# RNN model of URIs

First check that Tensorflow is correctly installed and can see the GPU:

In [1]:
from tensorflow.python.client import device_lib
print(device_lib.list_local_devices())

[name: "/cpu:0"
device_type: "CPU"
memory_limit: 268435456
locality {
}
incarnation: 15165060074906648118
, name: "/gpu:0"
device_type: "GPU"
memory_limit: 11332668621
locality {
  bus_id: 1
}
incarnation: 7476987862329217921
physical_device_desc: "device: 0, name: Tesla K80, pci bus id: 0000:00:1e.0"
]


Then the pre-amble:

In [2]:
from __future__ import print_function
from keras.models import Sequential
from keras.layers.core import Dense, Activation, Dropout
from keras.layers.recurrent import LSTM, Recurrent
import numpy as np
import random
import sys
import gzip
import math

def entropy(pred): 
    return sum([-p*math.log(p) for p in pred])

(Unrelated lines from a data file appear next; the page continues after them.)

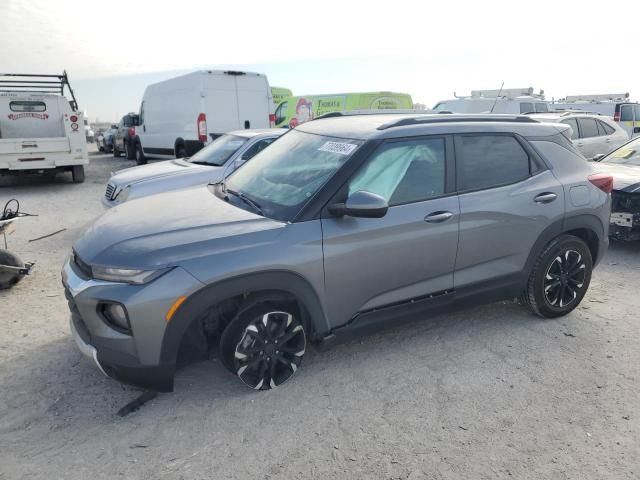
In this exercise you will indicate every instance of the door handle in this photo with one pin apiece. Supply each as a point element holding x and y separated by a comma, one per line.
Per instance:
<point>546,197</point>
<point>438,217</point>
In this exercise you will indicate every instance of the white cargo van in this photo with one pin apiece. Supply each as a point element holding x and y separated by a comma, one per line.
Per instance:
<point>616,105</point>
<point>181,115</point>
<point>511,100</point>
<point>41,130</point>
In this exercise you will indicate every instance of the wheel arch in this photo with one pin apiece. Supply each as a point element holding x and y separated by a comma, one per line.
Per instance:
<point>254,287</point>
<point>586,227</point>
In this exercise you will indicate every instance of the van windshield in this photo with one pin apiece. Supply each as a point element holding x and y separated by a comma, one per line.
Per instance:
<point>281,179</point>
<point>219,151</point>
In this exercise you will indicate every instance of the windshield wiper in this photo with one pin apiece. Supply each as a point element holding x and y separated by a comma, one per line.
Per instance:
<point>255,205</point>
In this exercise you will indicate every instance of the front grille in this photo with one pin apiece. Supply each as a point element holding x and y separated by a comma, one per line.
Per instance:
<point>84,268</point>
<point>109,193</point>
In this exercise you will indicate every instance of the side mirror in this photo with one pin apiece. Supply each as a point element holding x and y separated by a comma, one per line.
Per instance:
<point>361,204</point>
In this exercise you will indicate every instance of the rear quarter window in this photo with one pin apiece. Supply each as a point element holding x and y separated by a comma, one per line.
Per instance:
<point>27,106</point>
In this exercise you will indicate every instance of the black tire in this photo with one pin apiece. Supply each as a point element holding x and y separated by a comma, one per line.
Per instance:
<point>560,277</point>
<point>9,279</point>
<point>264,344</point>
<point>181,151</point>
<point>129,152</point>
<point>139,155</point>
<point>77,173</point>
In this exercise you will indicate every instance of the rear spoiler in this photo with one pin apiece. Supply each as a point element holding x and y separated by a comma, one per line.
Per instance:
<point>37,83</point>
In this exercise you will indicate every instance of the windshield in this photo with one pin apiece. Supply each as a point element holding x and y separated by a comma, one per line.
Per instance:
<point>219,151</point>
<point>282,178</point>
<point>628,154</point>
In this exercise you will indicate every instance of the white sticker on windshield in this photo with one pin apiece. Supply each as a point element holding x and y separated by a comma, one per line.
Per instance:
<point>338,147</point>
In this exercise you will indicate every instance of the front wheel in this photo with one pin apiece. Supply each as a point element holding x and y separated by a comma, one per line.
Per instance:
<point>560,277</point>
<point>264,345</point>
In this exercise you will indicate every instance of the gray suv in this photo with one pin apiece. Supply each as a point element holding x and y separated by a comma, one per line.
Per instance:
<point>342,223</point>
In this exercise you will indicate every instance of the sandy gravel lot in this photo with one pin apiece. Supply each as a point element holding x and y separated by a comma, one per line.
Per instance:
<point>491,392</point>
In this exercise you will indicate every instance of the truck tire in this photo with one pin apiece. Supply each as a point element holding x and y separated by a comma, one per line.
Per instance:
<point>9,279</point>
<point>130,153</point>
<point>77,173</point>
<point>139,155</point>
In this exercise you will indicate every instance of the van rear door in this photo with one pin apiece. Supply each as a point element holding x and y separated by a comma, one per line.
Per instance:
<point>255,103</point>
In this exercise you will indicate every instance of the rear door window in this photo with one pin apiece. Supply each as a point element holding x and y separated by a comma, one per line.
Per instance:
<point>575,134</point>
<point>27,106</point>
<point>588,127</point>
<point>485,161</point>
<point>526,107</point>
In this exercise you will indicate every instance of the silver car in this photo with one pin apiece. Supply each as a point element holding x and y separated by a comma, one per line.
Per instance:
<point>593,135</point>
<point>341,224</point>
<point>210,164</point>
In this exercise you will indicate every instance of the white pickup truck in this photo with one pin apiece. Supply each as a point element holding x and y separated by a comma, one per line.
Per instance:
<point>41,131</point>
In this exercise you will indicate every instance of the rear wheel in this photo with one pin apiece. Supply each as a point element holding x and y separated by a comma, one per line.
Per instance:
<point>560,277</point>
<point>77,172</point>
<point>139,155</point>
<point>264,345</point>
<point>9,279</point>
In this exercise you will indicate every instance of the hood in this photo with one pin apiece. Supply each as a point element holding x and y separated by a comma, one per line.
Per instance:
<point>162,230</point>
<point>131,176</point>
<point>625,178</point>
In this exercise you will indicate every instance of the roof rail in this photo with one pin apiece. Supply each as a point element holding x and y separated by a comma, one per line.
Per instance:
<point>37,83</point>
<point>403,122</point>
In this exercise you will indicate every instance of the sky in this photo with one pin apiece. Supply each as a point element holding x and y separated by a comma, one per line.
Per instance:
<point>113,50</point>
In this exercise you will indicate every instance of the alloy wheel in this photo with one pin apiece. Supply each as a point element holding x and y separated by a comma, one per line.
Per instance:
<point>270,350</point>
<point>564,279</point>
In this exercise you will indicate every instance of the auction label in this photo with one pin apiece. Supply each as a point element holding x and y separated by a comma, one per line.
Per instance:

def sample(a, temperature=1.0):
    """
    Samples an index from a probability array;
    higher temperature raises the entropy and vice versa    
    """
    a = np.log(a) / temperature
    dist = np.exp(a) / np.sum(np.exp(a))
    choices = range(len(a)) 
    return np.random.choice(choices, p=dist)

def hx(i):
    """
    Normalised 2-char hex representation of 0-255
    """
    a = hex(i)[2:]
    if len(a)<2: a = ''.join(['0',a])
    return a

hexabet = [hx(x) for x in range(256)]
byte_idx = dict((c, i) for i, c in enumerate(hexabet))

Using TensorFlow backend.


Read the domain string file for training. At present from cloned git repo. 

TO DO: read from S3.

In [3]:
train_file = "big_domain_string_1.gz"
path = "../sdata/"

with gzip.open(path + train_file, 'rb') as f:
    content = f.read()

bytes = [b.encode('hex') for b in content][int(3e07):int(4e07)] # sample bytes for local testing
#bytes = [b.encode('hex') for b in content]
print('# bytes:', len(bytes))
print(content[:1000])

# bytes: 10000000


/www868686.wyw.cn/ncontact_346701.html
/wlrq.wyw.cn/tradelist_347993.html
/BANTAI801.wyw.cn/ntrade_541599.html
/bantai806.wyw.cn/ncontact_541502.html
/www.snc.edu/assets2/images/socialmedia/insta.png
/page-4403.html
/goodlife.wyw.cn/tradelist_540770.html
/www.snc.edu/assets2//images/socialmedia/face.png
/C:/Users/Skipper/Google%20%E9%9B%B2%E7%AB%AF%E7%A1%AC%E7%A2%9F/%E8%BB%8D%E4%BA%8B%E5%BE%AE%E9%9D%A9%E5%91%BD/%E8%87%AA%E8%A3%BD%E6%BD%9B%E8%89%A6%E6%98%AF%E4%B8%80%E9%A0%85%E5%BF%85%E9%A0%88%E5%84%98%E6%97%A9%E8%90%BD%E5%AF%A6%E7%9A%84%E5%9C%8B%E5%AE%B6%E9%87%8D%E5%A4%A7%E6%94%BF%E7%AD%96.docx
/www.snc.edu/assets3/images/saint.png
/www.xe.com/es/currencycharts/
/page-843.html
/page-1568.html
/page-2924.html
/piwik.php
/wlkcjj.wyw.cn/contact_352711.html
/DIMA.wyw.cn/tradelist_350616.html
/www.abc7.com/apps
/page-59.html
/page-5792.html
/BANTAI801.wyw.cn/ncontact_541599.html
/joyson.ru/
/newpearl.wyw.cn/contact_353014.html
/page-6947.html
/summit.wyw.cn/contact_347098

Split into training and test strings:

In [4]:
# divide into training and test sets:
n_train = int(3*len(bytes)/4)
text_train = bytes[0:n_train]
text_test = bytes[n_train:len(bytes)]

print('training length:', len(text_train))
print('test length:', len(text_test))

training length: 7500000
test length: 2500000


Cut the text in semi-redundant 'sentences' of bytes, each of length <tt>unroll</tt>, and stepping forward a number <tt>step</tt> of bytes each time. 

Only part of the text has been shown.